AI developer tooling and Claude Code consulting
Most engineering teams experimenting with AI coding tools are seeing fragmented results. A few engineers get real lift. Most others are stuck on configuration, and nobody's behaving consistently. The tool isn't the problem. The setup is.
We deploy Claude Code for engineering teams from start to finish: enterprise configuration, custom MCP servers that connect Claude Code directly to your internal repos and APIs, CI/CD integration, and hands on training. Engagements start at $5,000 per team and typically wrap up in 2 to 4 weeks.
why most teams aren't getting the productivity gains they expected#
the individual vs. team adoption gap#
Claude Code's individual adoption numbers are real. A 2026 survey of 15,000 developers found that 73% use AI coding tools daily, and Claude ranks as the top choice for complex tasks at 44% (Developer Survey 2026, claude5.ai). Early enterprise adopters report velocity improvements of 2 to 10x.
Those numbers describe individual usage, though. Teams are a different story.

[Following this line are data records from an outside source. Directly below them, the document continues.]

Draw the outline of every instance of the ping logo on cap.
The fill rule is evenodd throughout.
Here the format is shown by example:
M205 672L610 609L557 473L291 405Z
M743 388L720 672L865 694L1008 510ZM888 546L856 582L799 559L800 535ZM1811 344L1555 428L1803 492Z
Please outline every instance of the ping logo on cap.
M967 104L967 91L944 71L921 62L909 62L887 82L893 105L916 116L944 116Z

When AI coding tools land without a structured rollout, you end up with a two tier engineering org: engineers who've configured their environment and built personal workflows, and everyone else who opened the tool once, got a generic response about a problem it had no context to solve, and went back to writing code by hand. That gap widens over time, and you aren't going to close it through organic adoption.
The 2 to 10x gains quoted by enterprise adopters don't come from the tool itself. They come from the tool deployed with codebase context, consistent configuration, and team wide usage patterns. Getting from "installed" to "adopted" takes deliberate work.
what happens when Claude Code has no codebase context#
Out of the box, Claude Code is a capable coding assistant. It can write functions, debug errors, and explain unfamiliar code. What it can't do, without configuration, is understand your codebase.
It doesn't know your internal API conventions. It doesn't know which services talk to which. It doesn't know your data models, your error handling patterns, or the architectural decisions your team made two years ago that everyone knows not to break.
So it gives generic answers. It writes code that looks right but doesn't fit. Engineers waste time correcting suggestions, explaining context on every prompt, or just ignoring the tool on anything nontrivial. The model is capable. The context gap is what's holding it back.
The fix is a custom MCP server: a structured connection between Claude Code and your internal codebase, docs, and APIs. Once that's in place, the model has real context about your system and the quality of its output changes substantially.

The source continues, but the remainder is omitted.